I've noticed that many beginners in trading overlook one important thing: they don't see what the big players see. On the chart, traces of large money activity remain every day; you just need to know how to read them.



One of these clues is what is called an order block in technical analysis. Essentially, an order block is a zone on the chart where major market participants (banks, large funds) have concentrated their big buys or sells. When you see such a zone, you see exactly where the big money entered the position.

What does this look like in practice? Imagine the price suddenly reversed — it dropped, and then started rising again. The candle or group of candles before the reversal is often an order block. This is where large players placed their orders. A bullish order block is a buy zone before an uptrend, a bearish one is a sell zone before a downtrend. Simple and logical.

But there’s another detail that enhances the signal. This is imbalance. When big players quickly place their orders, they leave empty gaps on the chart — areas where the price hasn't been. The market then returns to fill these gaps. Imbalances are often found right within order block zones, and this is no coincidence.

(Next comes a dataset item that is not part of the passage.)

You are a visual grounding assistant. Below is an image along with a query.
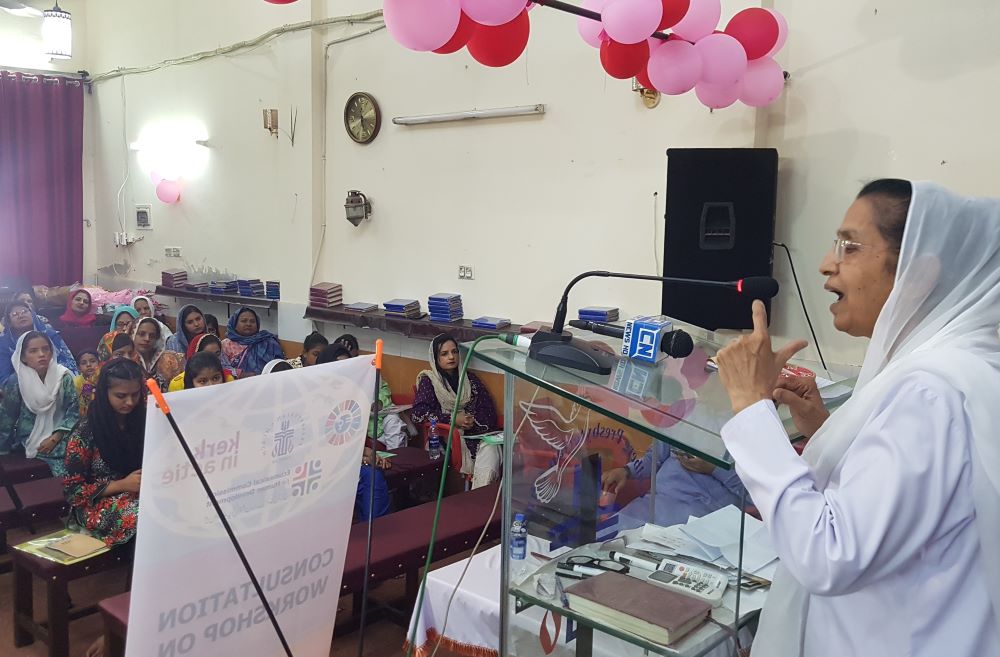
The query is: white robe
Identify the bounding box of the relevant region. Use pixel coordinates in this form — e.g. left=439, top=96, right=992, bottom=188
left=722, top=372, right=1000, bottom=657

Here’s how it works together. A large player places their order (the order block is their trace), the price moves sharply, leaving an imbalance. Then the market returns to this block to absorb this zone. For a beginner, this is an ideal moment: you enter a trade together with the big money.

In practice, it looks like this. First, find an order block on the chart. Then check if there’s an imbalance nearby — a gap between candles where the price hasn't been yet. If both elements align, it’s a strong signal. Place a limit order in this zone, set a stop-loss below the block, and take profit at the next resistance level.

One important tip: start with higher timeframes. On hourly, four-hour, or daily charts, order blocks form less frequently, but signals are much more reliable. On minute charts, there are many blocks, but half of them are false signals. This will only confuse beginners.

To improve your analysis, combine order blocks with other tools. Fibonacci levels, volume, trend lines — all help confirm the signal. And most importantly: practice everything on a demo account before risking real money.

An order block is not just a random zone on the chart. It’s a trace of large capital activity. If you learn to see them and understand imbalances, you will start trading not blindly, but with an understanding of what’s happening in the market. This is the foundation of competent analysis.